La mort de Wallenstein, Eger/Cheb.

 

Scholie Jean-Charles de Fontbrune.

 

Un chef d’armée de la grande Allemagne apportera faussement son concours à l’empereur-roi aidé de la Hongrie. Et sa révolte fera couler beaucoup d’encre.

Article Wikipédia Albrecht von Wallenstein.

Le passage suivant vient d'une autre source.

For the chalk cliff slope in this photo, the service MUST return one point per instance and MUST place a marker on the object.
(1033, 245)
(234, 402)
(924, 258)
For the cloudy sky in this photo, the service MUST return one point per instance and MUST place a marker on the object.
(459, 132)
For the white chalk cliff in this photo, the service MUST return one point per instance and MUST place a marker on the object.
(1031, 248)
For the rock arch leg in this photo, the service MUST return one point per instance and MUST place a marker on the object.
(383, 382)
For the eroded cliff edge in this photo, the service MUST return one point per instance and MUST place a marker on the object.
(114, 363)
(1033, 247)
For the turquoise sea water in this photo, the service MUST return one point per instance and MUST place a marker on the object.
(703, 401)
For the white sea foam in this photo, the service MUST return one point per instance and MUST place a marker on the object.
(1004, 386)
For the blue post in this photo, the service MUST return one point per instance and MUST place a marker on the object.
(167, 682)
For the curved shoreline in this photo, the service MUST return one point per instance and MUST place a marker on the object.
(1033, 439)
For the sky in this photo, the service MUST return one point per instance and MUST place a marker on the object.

Après avoir financé un régiment pour le futur empereur Ferdinand II, Wallenstein voit plus grand et décide de créer une armée  (“Un capitaine de la Grand Germanie“) pour l’empereur (“Au Roy des Roys “) en 1623. Son armée, forte de 15 000 fantassins et 6 000 cavaliers initialement va progressivement s’agrandir pour approcher les 50 000 hommes. Elle impressionne par sa taille plus que par la qualité de ses soldats. En effet, vu la faiblesse de la solde et son irrégularité, elle n’attirait pas les meilleurs soldats.

Cette armée lui coûte cher malgré les dividendes qu’il a su tirer de ses terres. Pour parer la dissolution de son armée, il engage celle-ci dans le duché de Brunswick en juillet 1625. Son espoir est de préserver ses riches terres en faisant du butin dans les territoires ennemis pour financer son armée. C’est un gestionnaire plus qu’un militaire, qui sait s’entourer de valeureux capitaines comme von Pappenheim. Malgré quelques coups d’éclats pendant la guerre de Trente Ans (1618-1648), il fit l’erreur, à la fin de sa vie, de se retirer en Bohême (“aide de Pannonie“), rongé par l’incertitude et les superstitions, accompagné de docteurs et d’astrologues. Dès lors il mena un jeu ambigu, négociant avec tous les belligérants, Suédois, Saxons, Français. Ses buts demeurent obscurs : se faire élire roi de Bohême ? Rétablir la paix ? Toujours est-il qu’il s’isole de plus en plus. Il est démis de ses fonctions à la tête de l’armée le . Le 25 février 1634, il est assassiné à Eger par des officiers menés par Walter Leslie et chargés de l’arrêter (“Que sa revolte fera de sang grand cours“).

Malgré ses erreurs, il est le véritable fondateur de l’armée autrichienne. Il finança ses opérations militaires par le système des contributions de guerre. Toutefois sa politique, incompatible avec les libertés germaniques, suscita dans l’Empire des haines mortelles qui le conduisirent à sa perte.